“¿Será esa la salida de nuestra cúpula citadina? Parece que hay otro
mundo, se ve todo tan blanco, se ve todo tan limpio. ¿Cómo llego a esa altura?
Quiero ir a ese lugar, a ese infinito calor. Me duelen los ojos de tanta
perfección, me duele la cabeza. ¡La
están cerrando! ¡Paren, sucios dioses, no nos dejen aquí encerrados! ¡Quiero
vivir con ustedes! Aquí me asfixio en este humo gris y sucio. No se lleven
nuestra luz... No se lleven nuestra luz... Se está cerrando el círculo, está
siendo tapado por un corcho gigante. Qué pena. Nuestras horas están contadas.
Tal vez se peleen los grandes por el oxígeno, lo poco que queda… Tengo miedo.

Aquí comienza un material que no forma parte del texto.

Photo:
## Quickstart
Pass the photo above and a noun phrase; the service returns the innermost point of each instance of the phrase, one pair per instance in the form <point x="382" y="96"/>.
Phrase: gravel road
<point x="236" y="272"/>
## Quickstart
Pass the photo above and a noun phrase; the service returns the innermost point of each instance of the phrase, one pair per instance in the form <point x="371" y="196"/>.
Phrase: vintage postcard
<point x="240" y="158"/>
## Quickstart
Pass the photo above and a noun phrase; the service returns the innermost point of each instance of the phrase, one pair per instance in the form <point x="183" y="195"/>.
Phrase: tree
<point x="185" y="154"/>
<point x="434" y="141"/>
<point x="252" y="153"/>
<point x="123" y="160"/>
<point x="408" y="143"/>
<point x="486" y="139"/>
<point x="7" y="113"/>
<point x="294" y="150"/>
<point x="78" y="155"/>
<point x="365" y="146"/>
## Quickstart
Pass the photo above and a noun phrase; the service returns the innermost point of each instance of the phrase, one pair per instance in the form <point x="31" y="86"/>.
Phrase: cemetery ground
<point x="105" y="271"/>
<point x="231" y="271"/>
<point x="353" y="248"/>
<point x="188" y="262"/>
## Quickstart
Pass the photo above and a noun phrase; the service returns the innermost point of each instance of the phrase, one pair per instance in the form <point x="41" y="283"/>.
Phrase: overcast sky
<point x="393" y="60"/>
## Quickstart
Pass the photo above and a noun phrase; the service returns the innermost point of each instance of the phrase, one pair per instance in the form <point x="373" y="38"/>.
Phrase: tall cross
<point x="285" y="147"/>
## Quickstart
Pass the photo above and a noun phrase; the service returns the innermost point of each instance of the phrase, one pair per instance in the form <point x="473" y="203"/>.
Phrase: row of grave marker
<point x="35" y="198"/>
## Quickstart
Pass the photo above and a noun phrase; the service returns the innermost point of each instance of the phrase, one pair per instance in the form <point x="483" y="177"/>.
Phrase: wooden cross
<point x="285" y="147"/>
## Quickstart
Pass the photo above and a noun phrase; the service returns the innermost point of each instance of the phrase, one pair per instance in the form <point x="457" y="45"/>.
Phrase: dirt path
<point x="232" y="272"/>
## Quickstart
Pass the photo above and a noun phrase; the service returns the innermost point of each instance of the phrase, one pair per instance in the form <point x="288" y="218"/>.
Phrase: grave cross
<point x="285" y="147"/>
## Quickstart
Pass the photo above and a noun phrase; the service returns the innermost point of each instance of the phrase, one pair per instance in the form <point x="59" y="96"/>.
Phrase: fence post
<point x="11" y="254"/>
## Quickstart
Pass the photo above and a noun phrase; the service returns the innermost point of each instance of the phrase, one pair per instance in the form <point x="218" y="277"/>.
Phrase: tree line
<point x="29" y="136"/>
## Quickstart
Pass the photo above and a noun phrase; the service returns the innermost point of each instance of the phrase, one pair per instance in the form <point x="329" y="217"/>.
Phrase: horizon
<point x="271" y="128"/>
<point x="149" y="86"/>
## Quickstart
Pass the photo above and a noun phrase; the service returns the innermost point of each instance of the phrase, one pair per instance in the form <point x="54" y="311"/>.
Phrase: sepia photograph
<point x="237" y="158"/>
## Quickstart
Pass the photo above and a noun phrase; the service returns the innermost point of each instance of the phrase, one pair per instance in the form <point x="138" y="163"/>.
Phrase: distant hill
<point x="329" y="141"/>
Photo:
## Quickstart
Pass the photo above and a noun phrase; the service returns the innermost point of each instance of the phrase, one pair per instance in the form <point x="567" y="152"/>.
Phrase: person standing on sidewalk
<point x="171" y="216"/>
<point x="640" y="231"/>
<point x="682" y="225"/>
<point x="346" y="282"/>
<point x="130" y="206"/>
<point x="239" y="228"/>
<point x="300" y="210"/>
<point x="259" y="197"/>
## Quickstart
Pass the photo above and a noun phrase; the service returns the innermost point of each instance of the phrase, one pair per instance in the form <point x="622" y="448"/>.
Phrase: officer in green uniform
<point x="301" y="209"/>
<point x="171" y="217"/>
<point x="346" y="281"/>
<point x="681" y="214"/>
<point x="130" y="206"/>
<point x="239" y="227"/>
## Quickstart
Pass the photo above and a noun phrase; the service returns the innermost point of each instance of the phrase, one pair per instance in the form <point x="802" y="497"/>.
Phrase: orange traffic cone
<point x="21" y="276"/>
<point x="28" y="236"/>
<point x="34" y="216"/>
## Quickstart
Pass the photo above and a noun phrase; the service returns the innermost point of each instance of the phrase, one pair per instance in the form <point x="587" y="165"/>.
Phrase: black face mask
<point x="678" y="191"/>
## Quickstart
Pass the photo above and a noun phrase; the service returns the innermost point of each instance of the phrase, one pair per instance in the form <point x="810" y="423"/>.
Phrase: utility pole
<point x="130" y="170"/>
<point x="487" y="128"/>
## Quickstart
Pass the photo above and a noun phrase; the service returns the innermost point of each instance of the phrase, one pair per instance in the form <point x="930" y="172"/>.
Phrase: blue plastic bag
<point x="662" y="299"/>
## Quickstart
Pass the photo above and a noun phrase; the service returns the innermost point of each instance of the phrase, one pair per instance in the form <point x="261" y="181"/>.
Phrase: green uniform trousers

Todo está oscuro ahora. ¡Ábrete sésamo! ¡Vamos! Todos juntos: ¡Empujemos!
Ayúdenme.”
Gritó y gritó un niño
en la plaza del mercado, mirando un eclipse con ojos aturdidos y llorosos.
Algunos pasaron y ni siquiera miraron, en cambio a otros les llamó la atención
y voltearon algunos segundos.
Un hombre de
chaqueta gris, sentado en una banca a un costado de la plaza, almorzaba con una
actitud un tanto apurada. Alcanzaba a escuchar los alaridos del pequeño, que
poco a poco, comenzaron a agitarlo, hasta que llegaron al punto en que el
hombre se puso de pie y se acercó al niño.
“¡Se llama eclipse
solar, ni hoyo, ni corcho, ni nada! No significa nada para nadie. Ahora, ¿puedes hacer silencio en mi poco tiempo
libre?”
Sus palabras fueron
secas y violentas. El niño quedó pasmado y una pequeña lágrima brotó en su
mejilla.
Y una vez más, la
ciencia asesinó a luz pública, una pobre e inocente imaginación.